Find yourself a good guild. Which sounds like “Yeah whatever” but it’s literally the problem.
MMO’s have never been about the game. There’s fun in competing with friends, or doing crazy things with odd builds that rely on your skill or dumb luck, but unless you have a group of people around who who care enough to cheer, laugh, or poke fun at you, it’s not fun.
MMO’s have always been about the group of people you play with. The small tight-knit guild community, the larger server community with personalities trading barbs in trade chat, then helping out with each other’s alt runs. The most important part of MMORPG is the “Multiplayer” part.
Discord for all it’s benefits, takes the conversation out of the game. It expands the conversation to a dozen different places unrelated to your in-game character, with class discords, streamer discords, and a bunch of others unrelated to your server, your guild or your character. It’s a good tool, but it shouldn’t be the primary interaction source for an MMO. It’s super useful, but the slower pace of the old phpBB2/3 forums meant people moved back into the game to ‘just chat’.

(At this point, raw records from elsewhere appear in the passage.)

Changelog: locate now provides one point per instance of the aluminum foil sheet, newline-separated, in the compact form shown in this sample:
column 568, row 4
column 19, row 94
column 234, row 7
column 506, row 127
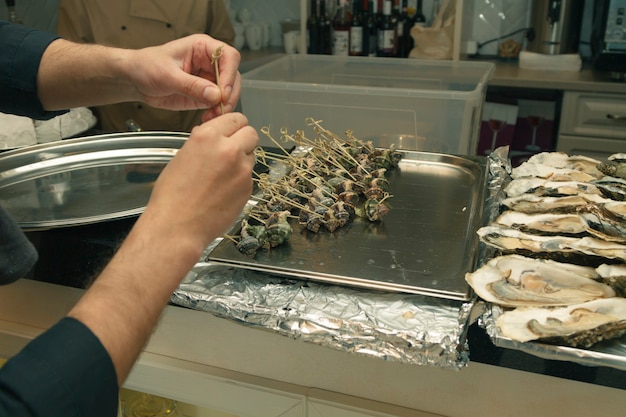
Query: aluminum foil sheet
column 407, row 328
column 610, row 353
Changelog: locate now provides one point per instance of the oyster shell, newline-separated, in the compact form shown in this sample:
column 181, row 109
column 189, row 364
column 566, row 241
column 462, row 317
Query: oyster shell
column 615, row 167
column 526, row 170
column 595, row 222
column 545, row 162
column 531, row 203
column 578, row 325
column 516, row 281
column 611, row 187
column 543, row 187
column 510, row 240
column 614, row 276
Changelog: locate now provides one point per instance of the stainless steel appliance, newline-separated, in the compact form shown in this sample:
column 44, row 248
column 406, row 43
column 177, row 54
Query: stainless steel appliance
column 557, row 26
column 608, row 37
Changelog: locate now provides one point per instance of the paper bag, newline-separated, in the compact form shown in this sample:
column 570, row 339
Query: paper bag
column 435, row 42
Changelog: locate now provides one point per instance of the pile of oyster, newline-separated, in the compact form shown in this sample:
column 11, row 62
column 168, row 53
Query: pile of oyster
column 559, row 271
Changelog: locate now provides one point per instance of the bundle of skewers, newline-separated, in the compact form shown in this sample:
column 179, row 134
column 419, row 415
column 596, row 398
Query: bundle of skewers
column 326, row 183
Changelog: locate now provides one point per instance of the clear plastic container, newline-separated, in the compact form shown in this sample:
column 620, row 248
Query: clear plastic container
column 415, row 104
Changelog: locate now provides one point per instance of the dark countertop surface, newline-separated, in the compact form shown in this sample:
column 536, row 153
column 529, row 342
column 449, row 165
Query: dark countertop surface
column 80, row 252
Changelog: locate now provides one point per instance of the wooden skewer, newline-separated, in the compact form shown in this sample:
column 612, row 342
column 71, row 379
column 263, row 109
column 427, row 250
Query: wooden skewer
column 215, row 57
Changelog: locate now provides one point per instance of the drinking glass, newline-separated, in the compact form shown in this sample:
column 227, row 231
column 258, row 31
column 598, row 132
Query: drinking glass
column 496, row 126
column 141, row 404
column 535, row 122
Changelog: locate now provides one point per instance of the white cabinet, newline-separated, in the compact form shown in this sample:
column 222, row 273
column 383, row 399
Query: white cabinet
column 592, row 124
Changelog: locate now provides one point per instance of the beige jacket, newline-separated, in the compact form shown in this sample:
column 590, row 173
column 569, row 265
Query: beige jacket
column 137, row 24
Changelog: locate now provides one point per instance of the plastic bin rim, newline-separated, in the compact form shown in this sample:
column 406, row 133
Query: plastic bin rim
column 249, row 81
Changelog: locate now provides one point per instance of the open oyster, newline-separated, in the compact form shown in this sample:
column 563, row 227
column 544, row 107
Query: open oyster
column 531, row 203
column 611, row 187
column 614, row 275
column 510, row 240
column 558, row 164
column 595, row 222
column 615, row 167
column 579, row 325
column 517, row 281
column 546, row 187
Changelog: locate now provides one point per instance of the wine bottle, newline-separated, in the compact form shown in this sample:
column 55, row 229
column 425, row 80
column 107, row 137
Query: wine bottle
column 386, row 33
column 341, row 29
column 313, row 42
column 324, row 30
column 418, row 18
column 357, row 29
column 370, row 37
column 404, row 25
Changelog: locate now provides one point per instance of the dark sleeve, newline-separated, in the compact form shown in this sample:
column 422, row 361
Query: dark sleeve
column 17, row 253
column 64, row 372
column 21, row 49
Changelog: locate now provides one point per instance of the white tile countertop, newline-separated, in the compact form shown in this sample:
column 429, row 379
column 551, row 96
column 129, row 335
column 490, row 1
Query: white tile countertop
column 193, row 354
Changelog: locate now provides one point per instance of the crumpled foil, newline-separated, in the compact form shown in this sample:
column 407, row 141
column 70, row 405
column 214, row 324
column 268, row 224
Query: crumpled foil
column 610, row 353
column 406, row 328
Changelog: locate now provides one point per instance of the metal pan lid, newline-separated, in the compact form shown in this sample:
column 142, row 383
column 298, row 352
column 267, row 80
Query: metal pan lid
column 85, row 180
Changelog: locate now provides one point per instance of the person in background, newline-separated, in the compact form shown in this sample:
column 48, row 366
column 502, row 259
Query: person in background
column 76, row 367
column 138, row 24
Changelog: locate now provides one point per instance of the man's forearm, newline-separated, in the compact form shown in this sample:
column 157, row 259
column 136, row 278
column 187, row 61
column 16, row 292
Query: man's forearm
column 74, row 75
column 124, row 304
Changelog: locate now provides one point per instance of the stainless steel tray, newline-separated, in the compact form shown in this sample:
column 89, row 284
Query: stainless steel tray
column 425, row 245
column 609, row 353
column 84, row 180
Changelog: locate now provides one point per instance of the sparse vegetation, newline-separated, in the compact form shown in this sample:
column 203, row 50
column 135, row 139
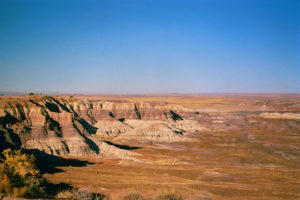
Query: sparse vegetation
column 80, row 195
column 134, row 196
column 19, row 176
column 170, row 196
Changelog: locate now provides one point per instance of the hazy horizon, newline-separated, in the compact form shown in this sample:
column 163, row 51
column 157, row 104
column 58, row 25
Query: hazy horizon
column 150, row 47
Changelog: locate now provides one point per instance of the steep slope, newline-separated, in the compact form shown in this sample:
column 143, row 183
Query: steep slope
column 70, row 126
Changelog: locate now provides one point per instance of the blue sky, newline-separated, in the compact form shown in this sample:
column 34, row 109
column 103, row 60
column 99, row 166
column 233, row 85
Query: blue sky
column 150, row 46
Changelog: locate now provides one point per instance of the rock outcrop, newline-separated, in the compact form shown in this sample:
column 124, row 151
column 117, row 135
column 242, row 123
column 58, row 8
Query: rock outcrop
column 75, row 127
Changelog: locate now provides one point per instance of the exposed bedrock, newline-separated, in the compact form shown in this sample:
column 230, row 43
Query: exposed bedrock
column 61, row 126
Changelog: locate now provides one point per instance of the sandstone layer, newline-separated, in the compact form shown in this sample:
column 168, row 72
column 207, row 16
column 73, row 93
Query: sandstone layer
column 69, row 126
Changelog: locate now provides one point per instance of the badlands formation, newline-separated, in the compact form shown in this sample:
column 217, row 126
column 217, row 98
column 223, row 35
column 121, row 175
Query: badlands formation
column 200, row 146
column 61, row 126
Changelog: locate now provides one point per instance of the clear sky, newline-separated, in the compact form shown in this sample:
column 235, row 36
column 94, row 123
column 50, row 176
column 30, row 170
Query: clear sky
column 150, row 46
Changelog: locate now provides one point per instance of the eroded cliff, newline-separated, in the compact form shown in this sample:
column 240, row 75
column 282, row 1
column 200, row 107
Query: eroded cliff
column 61, row 126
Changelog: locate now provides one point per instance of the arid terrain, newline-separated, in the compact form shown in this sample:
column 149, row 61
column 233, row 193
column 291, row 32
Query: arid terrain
column 231, row 146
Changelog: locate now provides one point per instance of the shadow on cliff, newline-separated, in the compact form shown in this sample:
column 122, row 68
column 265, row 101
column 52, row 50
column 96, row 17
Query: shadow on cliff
column 47, row 163
column 121, row 146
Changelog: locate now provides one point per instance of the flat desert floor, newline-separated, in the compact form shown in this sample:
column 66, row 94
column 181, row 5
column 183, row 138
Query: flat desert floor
column 250, row 150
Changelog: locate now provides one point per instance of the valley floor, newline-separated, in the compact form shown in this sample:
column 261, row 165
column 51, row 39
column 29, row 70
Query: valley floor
column 251, row 157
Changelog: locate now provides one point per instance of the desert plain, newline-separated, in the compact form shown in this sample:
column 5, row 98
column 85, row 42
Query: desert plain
column 214, row 146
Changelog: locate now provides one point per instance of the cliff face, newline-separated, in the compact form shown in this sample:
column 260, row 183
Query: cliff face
column 61, row 126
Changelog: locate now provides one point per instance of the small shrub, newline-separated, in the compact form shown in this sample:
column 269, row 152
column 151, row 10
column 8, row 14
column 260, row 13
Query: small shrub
column 66, row 194
column 19, row 176
column 170, row 196
column 76, row 194
column 134, row 196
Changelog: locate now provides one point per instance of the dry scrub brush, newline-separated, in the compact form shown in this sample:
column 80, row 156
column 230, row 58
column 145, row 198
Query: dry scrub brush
column 19, row 175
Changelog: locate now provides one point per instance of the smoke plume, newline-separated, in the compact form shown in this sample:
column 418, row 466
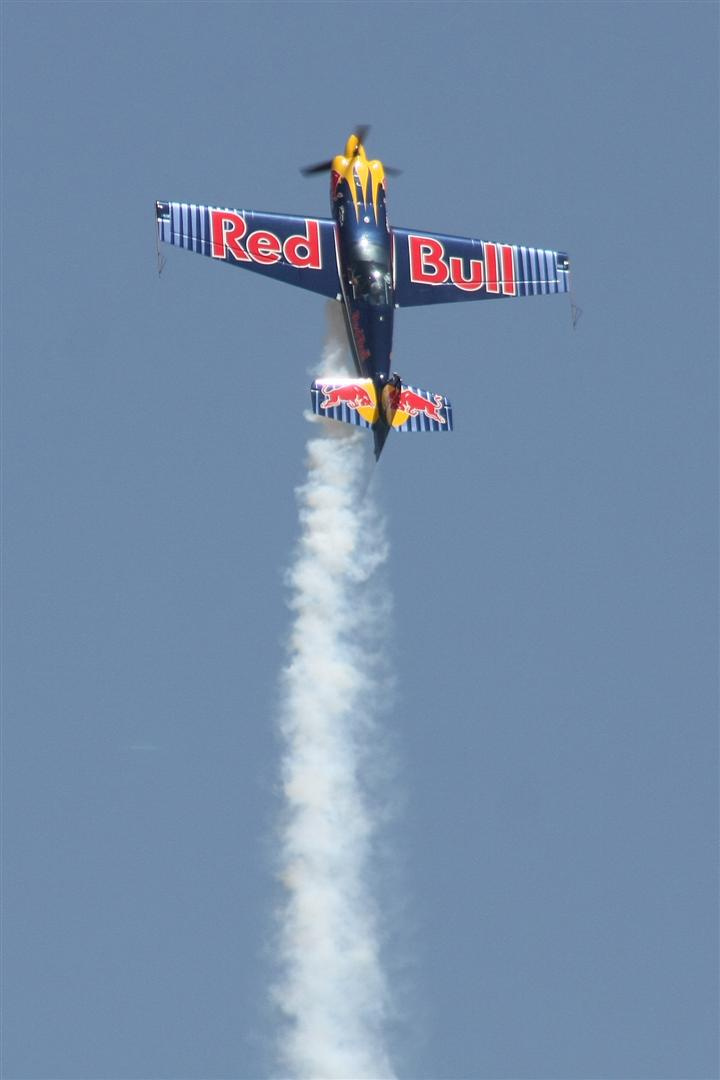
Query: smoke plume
column 331, row 988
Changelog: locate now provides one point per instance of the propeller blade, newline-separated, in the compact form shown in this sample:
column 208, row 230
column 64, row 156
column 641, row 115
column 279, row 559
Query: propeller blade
column 322, row 166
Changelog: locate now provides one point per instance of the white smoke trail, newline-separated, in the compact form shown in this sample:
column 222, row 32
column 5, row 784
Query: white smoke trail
column 333, row 989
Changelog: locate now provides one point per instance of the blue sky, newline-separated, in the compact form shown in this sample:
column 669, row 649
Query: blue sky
column 551, row 874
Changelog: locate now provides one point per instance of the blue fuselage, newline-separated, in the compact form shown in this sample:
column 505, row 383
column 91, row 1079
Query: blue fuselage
column 366, row 273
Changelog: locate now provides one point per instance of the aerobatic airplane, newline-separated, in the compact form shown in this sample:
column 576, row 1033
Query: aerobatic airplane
column 371, row 268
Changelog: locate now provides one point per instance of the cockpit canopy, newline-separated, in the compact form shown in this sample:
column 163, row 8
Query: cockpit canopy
column 369, row 273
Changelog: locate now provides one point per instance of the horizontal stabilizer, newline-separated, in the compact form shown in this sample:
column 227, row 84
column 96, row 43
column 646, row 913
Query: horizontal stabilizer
column 417, row 409
column 351, row 401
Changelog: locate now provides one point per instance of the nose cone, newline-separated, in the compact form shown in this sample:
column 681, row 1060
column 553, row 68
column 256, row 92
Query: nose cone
column 354, row 148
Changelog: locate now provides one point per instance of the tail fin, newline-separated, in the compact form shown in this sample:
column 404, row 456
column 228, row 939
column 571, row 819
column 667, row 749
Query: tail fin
column 415, row 409
column 352, row 401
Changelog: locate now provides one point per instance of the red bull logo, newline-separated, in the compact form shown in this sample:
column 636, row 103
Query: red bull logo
column 352, row 394
column 407, row 403
column 228, row 231
column 430, row 266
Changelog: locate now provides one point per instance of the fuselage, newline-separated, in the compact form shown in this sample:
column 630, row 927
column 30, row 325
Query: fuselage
column 364, row 243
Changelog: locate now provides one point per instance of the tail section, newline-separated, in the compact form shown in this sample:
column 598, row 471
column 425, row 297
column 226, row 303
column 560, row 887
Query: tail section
column 352, row 401
column 415, row 409
column 381, row 407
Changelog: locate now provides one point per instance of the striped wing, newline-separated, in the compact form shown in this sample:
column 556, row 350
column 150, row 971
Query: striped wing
column 431, row 268
column 299, row 251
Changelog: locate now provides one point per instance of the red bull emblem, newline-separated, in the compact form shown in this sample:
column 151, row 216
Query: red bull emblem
column 228, row 231
column 430, row 266
column 410, row 403
column 351, row 394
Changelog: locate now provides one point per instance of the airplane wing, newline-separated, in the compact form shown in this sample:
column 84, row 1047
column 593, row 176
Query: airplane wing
column 299, row 251
column 431, row 268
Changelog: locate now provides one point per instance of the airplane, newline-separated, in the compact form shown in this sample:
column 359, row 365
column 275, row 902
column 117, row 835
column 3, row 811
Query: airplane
column 371, row 268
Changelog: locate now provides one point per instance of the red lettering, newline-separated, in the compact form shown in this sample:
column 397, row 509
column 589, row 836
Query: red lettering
column 228, row 230
column 491, row 281
column 426, row 265
column 263, row 247
column 508, row 269
column 295, row 245
column 469, row 284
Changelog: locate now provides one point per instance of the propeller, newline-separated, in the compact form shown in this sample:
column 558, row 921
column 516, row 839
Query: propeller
column 324, row 166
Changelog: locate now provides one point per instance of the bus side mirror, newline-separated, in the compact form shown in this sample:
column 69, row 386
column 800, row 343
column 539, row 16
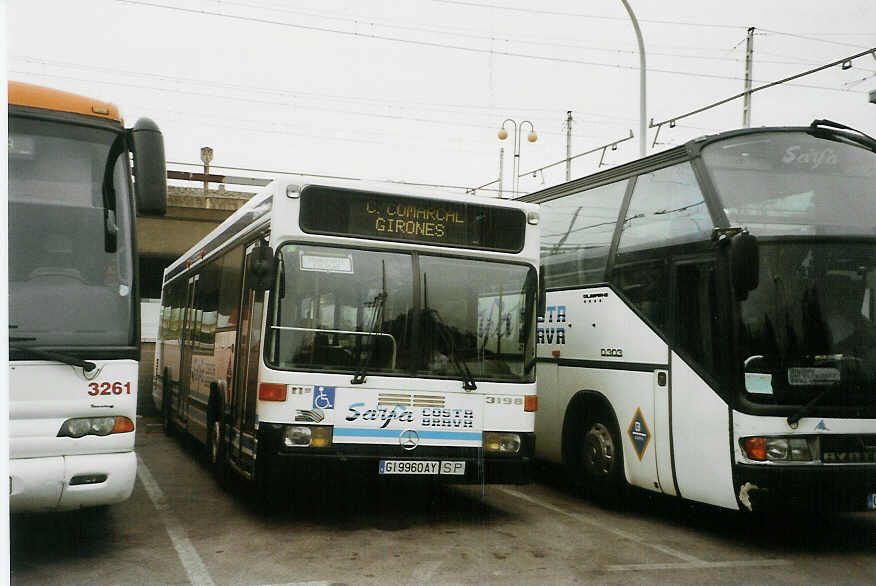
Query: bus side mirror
column 744, row 264
column 260, row 269
column 150, row 172
column 542, row 293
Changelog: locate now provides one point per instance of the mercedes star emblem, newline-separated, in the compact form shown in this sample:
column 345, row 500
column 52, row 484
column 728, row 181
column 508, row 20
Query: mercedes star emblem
column 409, row 439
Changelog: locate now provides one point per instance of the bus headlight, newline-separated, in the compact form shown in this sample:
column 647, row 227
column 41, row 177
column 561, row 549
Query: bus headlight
column 307, row 436
column 82, row 426
column 780, row 449
column 503, row 443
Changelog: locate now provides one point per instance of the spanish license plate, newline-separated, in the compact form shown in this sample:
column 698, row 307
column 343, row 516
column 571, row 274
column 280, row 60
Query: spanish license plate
column 422, row 467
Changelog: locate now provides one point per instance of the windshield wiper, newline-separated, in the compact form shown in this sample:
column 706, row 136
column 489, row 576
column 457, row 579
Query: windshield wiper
column 56, row 356
column 376, row 319
column 468, row 382
column 805, row 409
column 819, row 129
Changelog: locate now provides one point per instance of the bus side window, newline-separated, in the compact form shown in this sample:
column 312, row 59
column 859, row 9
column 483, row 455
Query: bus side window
column 696, row 316
column 644, row 286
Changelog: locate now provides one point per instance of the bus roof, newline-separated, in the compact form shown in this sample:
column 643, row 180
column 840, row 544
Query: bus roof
column 34, row 96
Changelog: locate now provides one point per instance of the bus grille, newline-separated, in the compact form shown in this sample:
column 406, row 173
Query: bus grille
column 408, row 400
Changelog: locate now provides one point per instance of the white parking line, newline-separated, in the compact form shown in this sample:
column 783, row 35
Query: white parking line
column 191, row 561
column 689, row 561
column 698, row 566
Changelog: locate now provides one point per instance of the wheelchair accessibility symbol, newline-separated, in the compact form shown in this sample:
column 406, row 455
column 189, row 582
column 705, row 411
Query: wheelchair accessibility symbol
column 324, row 397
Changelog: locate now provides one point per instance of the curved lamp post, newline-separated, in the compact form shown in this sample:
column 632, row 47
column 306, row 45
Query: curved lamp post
column 531, row 137
column 642, row 106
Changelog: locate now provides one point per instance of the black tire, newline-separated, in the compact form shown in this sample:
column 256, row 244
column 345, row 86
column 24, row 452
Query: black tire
column 217, row 457
column 268, row 486
column 599, row 458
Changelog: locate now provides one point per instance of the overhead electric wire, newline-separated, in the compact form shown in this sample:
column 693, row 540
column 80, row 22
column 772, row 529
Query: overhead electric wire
column 491, row 38
column 423, row 43
column 323, row 176
column 447, row 108
column 808, row 38
column 583, row 15
column 441, row 122
column 848, row 59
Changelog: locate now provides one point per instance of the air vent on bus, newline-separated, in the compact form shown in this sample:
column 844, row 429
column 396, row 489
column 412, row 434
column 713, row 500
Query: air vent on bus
column 407, row 400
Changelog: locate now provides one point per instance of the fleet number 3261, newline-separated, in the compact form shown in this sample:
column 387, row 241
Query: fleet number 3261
column 108, row 388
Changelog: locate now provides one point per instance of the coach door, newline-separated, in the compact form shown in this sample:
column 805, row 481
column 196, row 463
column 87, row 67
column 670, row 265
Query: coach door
column 247, row 359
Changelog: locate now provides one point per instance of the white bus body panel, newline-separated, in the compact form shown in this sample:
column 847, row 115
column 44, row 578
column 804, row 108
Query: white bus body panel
column 42, row 396
column 594, row 325
column 499, row 406
column 759, row 425
column 701, row 439
column 594, row 329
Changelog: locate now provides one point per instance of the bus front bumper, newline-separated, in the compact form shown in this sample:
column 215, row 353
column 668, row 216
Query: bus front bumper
column 813, row 488
column 364, row 460
column 60, row 483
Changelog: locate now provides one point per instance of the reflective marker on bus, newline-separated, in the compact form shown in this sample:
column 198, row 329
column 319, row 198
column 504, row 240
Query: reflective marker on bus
column 710, row 326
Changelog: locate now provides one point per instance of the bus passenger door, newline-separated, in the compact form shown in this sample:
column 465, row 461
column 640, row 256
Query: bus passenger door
column 187, row 347
column 247, row 359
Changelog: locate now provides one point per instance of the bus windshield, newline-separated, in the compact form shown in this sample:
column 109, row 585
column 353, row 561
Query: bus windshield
column 793, row 183
column 391, row 313
column 810, row 325
column 70, row 261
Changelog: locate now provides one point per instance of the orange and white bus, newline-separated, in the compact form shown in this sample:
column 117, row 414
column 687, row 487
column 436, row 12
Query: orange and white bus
column 73, row 295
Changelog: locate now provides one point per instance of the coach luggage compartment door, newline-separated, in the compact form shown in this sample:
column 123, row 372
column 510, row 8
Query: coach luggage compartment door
column 246, row 378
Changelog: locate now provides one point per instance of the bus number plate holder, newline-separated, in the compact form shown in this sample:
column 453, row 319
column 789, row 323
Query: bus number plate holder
column 421, row 467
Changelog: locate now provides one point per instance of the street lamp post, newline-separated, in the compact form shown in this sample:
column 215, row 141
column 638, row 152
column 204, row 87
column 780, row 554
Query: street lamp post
column 531, row 137
column 206, row 158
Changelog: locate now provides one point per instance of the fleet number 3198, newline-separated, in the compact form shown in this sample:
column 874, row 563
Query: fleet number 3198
column 108, row 388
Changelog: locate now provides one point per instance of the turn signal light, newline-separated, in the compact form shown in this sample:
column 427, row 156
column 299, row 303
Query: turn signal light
column 272, row 392
column 123, row 425
column 755, row 448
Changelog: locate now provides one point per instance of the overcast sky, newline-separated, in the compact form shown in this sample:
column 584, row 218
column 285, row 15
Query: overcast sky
column 415, row 90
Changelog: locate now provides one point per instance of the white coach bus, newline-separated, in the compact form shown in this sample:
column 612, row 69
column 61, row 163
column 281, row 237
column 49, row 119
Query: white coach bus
column 709, row 330
column 327, row 327
column 73, row 295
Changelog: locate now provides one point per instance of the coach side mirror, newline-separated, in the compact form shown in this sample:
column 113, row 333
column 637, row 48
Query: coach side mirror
column 542, row 293
column 150, row 170
column 744, row 264
column 260, row 268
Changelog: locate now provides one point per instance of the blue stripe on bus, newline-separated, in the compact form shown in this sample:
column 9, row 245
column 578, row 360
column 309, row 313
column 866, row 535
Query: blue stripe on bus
column 394, row 433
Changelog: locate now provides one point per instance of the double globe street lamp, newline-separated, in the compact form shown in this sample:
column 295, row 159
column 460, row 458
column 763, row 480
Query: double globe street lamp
column 531, row 137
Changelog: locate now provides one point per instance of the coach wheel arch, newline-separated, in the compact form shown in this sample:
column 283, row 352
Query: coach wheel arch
column 216, row 445
column 592, row 446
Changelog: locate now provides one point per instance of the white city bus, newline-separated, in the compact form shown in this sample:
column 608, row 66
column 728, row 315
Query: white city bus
column 322, row 327
column 73, row 296
column 709, row 330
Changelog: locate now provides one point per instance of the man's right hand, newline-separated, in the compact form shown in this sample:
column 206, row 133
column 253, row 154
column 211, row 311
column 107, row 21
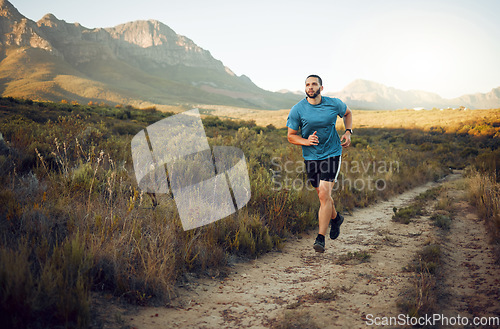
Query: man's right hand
column 313, row 139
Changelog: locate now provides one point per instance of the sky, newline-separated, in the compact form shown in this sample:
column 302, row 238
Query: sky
column 449, row 47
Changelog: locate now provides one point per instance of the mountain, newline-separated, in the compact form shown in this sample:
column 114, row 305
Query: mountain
column 364, row 94
column 138, row 63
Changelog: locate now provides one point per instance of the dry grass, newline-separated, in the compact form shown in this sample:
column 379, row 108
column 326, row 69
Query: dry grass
column 484, row 193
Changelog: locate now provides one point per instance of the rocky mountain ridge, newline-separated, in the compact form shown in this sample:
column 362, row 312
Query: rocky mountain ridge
column 140, row 62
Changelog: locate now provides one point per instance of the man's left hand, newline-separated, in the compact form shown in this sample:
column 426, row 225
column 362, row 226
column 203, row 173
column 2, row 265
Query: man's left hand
column 346, row 140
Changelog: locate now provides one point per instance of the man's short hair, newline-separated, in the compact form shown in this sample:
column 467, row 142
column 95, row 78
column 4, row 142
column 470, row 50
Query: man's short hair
column 315, row 76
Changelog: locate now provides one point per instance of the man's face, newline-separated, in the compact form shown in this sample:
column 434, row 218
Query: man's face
column 313, row 89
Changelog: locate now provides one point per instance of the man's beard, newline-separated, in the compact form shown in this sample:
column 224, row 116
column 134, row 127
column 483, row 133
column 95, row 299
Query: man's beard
column 316, row 94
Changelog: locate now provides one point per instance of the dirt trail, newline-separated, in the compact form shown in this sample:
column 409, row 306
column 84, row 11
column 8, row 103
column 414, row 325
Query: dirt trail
column 299, row 281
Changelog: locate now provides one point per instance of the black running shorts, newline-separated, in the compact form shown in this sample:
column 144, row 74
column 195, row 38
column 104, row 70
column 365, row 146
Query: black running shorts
column 327, row 170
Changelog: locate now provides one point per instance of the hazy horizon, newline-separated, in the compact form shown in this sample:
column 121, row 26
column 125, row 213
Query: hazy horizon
column 446, row 47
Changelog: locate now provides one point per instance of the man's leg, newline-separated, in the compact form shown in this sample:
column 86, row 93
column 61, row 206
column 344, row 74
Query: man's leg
column 327, row 208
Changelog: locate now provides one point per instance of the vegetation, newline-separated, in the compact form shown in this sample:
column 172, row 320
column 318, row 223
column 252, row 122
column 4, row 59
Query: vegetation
column 73, row 221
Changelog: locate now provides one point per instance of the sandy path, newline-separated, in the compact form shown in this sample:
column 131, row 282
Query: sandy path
column 316, row 287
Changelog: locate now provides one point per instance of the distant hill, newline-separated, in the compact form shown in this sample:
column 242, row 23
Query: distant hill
column 364, row 94
column 144, row 63
column 137, row 63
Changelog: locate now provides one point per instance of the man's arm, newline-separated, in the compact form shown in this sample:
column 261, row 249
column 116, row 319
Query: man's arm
column 346, row 137
column 295, row 139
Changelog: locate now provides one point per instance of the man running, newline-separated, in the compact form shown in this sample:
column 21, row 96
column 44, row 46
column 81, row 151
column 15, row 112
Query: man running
column 315, row 116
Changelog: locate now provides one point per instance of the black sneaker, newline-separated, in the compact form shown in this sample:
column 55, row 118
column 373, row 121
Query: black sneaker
column 319, row 246
column 335, row 226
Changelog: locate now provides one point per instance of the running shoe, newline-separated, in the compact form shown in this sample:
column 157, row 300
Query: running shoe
column 335, row 226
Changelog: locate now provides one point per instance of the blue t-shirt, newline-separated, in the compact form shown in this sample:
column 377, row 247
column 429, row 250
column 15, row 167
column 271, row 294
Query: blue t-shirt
column 321, row 118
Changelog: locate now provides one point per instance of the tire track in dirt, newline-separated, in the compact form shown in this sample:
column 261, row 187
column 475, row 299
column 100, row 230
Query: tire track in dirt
column 297, row 280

When it comes to the “meta”, the problem is that people don’t have a social circle around them in game, to have fun, so they latch on to those other elements and say “If I can succeed at that, I’ll have fun!”, and so people focus on the meta, focus on their DPS numbers, focus on all the things they can quantify because the social interaction is lacking.
When I came back to WoW for classic, I decided to look for a good guild first, and not a high performance sweaty-edge guild. Because I wanted a group of people around me that would be there for the fun, good times, and most of all stick together because we had them. By and large, the same people who were in the guild at the start of TBC form the core of the guild at the end of TBC. We might not have the server first progression, but we’re still raiding every week while other guilds ahead of us have disbanded or “Raid paused”, because they’re struggling against the roster boss as people quit or move elsewhere.
If you want WoW to be fun, you have to focus on finding your tribe. Not on finding your top DPS build.